BASF signs MoU for a US$10bn Verbund chemicals site in China

Article by Adam Duckett

Bundesregierung
Lin Shaochun shakes hands with Martin Brudermüller at the signing ceremony in Berlin

BASF is considering building a new highly-integrated – or ‘Verbund’ – chemicals site in Guangdong, China, and if it goes ahead it will be the company’s largest investment.

Martin Brudermüller, BASF’s chairman, and Lin Shaochun, executive vice governor of Guangdong Province, signed a non-binding memorandum of understanding in Berlin on Monday, in the presence of Germany’s chancellor Angela Merkel and the Chinese premier Li Keqiang.

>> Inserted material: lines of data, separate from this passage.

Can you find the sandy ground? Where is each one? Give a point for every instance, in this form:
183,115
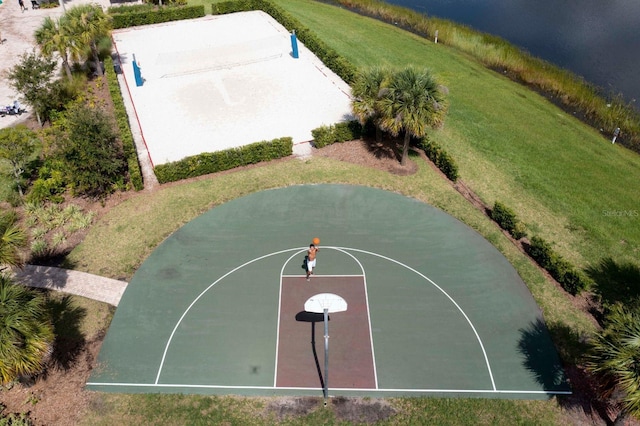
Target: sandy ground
16,31
225,81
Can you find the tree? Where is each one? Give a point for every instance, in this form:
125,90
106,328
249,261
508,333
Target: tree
56,36
92,158
26,332
31,77
89,24
615,360
12,241
411,102
17,146
367,91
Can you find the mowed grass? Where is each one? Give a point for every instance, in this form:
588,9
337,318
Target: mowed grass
569,184
512,145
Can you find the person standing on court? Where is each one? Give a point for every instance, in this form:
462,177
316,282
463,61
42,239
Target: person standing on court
311,259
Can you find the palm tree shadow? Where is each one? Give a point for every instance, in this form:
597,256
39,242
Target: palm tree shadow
615,282
541,359
69,340
386,147
313,318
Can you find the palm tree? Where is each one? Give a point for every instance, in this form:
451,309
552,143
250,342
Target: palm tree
89,24
12,240
26,333
56,36
411,102
615,359
367,91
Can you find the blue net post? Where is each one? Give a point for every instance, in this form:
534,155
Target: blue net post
294,45
136,73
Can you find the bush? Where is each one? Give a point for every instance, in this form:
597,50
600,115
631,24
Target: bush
572,280
124,129
506,218
93,162
341,66
212,162
124,17
339,132
440,158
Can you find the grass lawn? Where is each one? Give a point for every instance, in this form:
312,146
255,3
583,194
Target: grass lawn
559,175
564,180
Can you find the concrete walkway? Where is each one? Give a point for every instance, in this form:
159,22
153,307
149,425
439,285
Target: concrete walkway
74,282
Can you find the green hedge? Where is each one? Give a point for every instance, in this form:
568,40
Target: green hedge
569,278
506,218
124,18
124,130
341,66
212,162
339,132
440,158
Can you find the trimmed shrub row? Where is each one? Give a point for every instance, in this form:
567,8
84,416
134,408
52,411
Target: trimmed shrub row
338,64
124,18
212,162
569,278
440,158
506,218
124,130
339,132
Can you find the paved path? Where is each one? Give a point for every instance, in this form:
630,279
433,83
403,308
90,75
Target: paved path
74,282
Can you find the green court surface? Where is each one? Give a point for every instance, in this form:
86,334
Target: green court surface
434,309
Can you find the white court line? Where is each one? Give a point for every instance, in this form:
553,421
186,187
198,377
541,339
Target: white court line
363,275
343,249
325,276
366,298
270,388
275,374
484,352
166,348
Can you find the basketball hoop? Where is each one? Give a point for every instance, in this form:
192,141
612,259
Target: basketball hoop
324,303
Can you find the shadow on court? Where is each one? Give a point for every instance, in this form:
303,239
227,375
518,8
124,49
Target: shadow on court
541,358
313,318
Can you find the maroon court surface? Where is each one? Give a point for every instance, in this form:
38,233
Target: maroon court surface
301,340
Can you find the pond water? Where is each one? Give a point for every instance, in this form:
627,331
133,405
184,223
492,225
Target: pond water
598,40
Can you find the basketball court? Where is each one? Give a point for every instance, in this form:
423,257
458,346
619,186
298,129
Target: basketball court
432,308
220,82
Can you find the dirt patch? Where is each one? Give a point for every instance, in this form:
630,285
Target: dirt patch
58,397
287,407
360,410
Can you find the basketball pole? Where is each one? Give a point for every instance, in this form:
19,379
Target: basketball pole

BASF says the investment could reach US$10bn by completion of the project around 2030. The first plants would be completed by 2026 at the latest.

BASF uses the term Verbund to describe its interconnection of production plants, where the products, by-products, and energy such as waste heat from one plant are fed to others downstream. The new site in China would become the seventh of BASF’s highly connected chemical complexes. A steam cracker with a planned production capacity of 1m t/y of ethylene would serve as the starting point for the value chains at the Guangdong complex. In later phases, BASF would add plants downstream to produce products for the likes of the consumer goods and automotive sectors.

China is home to customers for these products, and with a market share of around 40% is the world’s largest chemicals market, dominating growth in chemicals production.

BASF’s existing six Verbund sites are in Ludwigshafen, Germany; Antwerp, Belgium; Texas and Louisiana, US; Nanjing, China, and Kuantan, Malaysia.